From this perspective, the difference between QPS protection and DDoS protection becomes clear. The former targets high-concurrency requests at the business level, primarily aiming to optimize performance and resource utilization, enabling the system to withstand higher concurrency. The latter targets external attacks, focusing on security protection to mitigate the risk of system downtime caused by malicious traffic. In other words, QPS protection is more like physical training, improving server fitness and enabling it to run longer; whereas DDoS protection is more like defensive armor, protecting against the fiercest attacks launched by the enemy. While the two are not fundamentally the same concept, they do overlap and complement each other in certain situations.
For example, in high-concurrency scenarios, the system needs to protect against QPS through methods such as rate limiting, load balancing, and CDN acceleration. If these mechanisms are robust, they can also, to a certain extent, resist small-scale DDoS attacks. This is because DDoS is essentially a high-volume impact, just malicious traffic. When your QPS protection mechanism can automatically discard abnormal requests and allocate resources appropriately, some of the attack traffic will be naturally mitigated. However, when facing large-scale, distributed DDoS attacks, relying solely on QPS protection is far from sufficient. A truly effective defense requires the support of professional scrubbing centers, anti-DDoS equipment, and high-bandwidth resources.
More specifically, QPS protection emphasizes application-level capacity, such as rate limiting at the Nginx, Redis, and database layers, or setting a maximum concurrency limit at the gateway layer to prevent abuse of a single interface. DDoS protection, on the other hand, involves the lower-level network and transport layers, encompassing various attack methods such as TCP SYN Flood, UDP Flood, and ICMP Flood. Protection measures include not only ACL filtering and firewall policies, but also technologies such as high-defense IP, BGP scrubbing, and traffic diversion.
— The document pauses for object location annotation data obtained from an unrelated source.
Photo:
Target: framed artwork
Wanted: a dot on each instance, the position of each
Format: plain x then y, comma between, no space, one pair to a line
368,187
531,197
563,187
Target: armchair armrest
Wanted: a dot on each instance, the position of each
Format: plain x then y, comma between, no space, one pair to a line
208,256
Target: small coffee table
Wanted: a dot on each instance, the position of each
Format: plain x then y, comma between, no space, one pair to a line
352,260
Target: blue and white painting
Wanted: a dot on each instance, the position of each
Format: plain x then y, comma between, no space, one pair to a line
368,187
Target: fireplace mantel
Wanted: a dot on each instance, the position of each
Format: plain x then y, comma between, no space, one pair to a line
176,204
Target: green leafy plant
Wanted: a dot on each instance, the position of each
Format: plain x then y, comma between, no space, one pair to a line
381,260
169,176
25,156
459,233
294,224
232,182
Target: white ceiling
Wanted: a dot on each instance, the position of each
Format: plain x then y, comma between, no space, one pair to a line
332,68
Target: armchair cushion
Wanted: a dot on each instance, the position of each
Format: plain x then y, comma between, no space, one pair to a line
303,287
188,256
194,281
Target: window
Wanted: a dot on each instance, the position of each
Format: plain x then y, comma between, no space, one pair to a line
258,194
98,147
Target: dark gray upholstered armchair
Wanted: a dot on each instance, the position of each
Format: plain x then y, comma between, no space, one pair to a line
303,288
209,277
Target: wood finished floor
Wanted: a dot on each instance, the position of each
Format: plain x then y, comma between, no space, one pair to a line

The two focus on different aspects: one is "stabilizing service performance," while the other is "ensuring service disruption."
Many enterprises employ both types of protection strategies when deploying their network security systems. For example, during the Double 11 shopping festival, a large e-commerce platform must first ensure QPS protection to ensure that the massive influx of real user requests does not overwhelm the server. Simultaneously, DDoS protection must also be enabled to prevent malicious traffic attacks from black and gray industries. This combination of two strategies ensures that the system can handle both normal business peaks and withstand abnormal traffic shocks.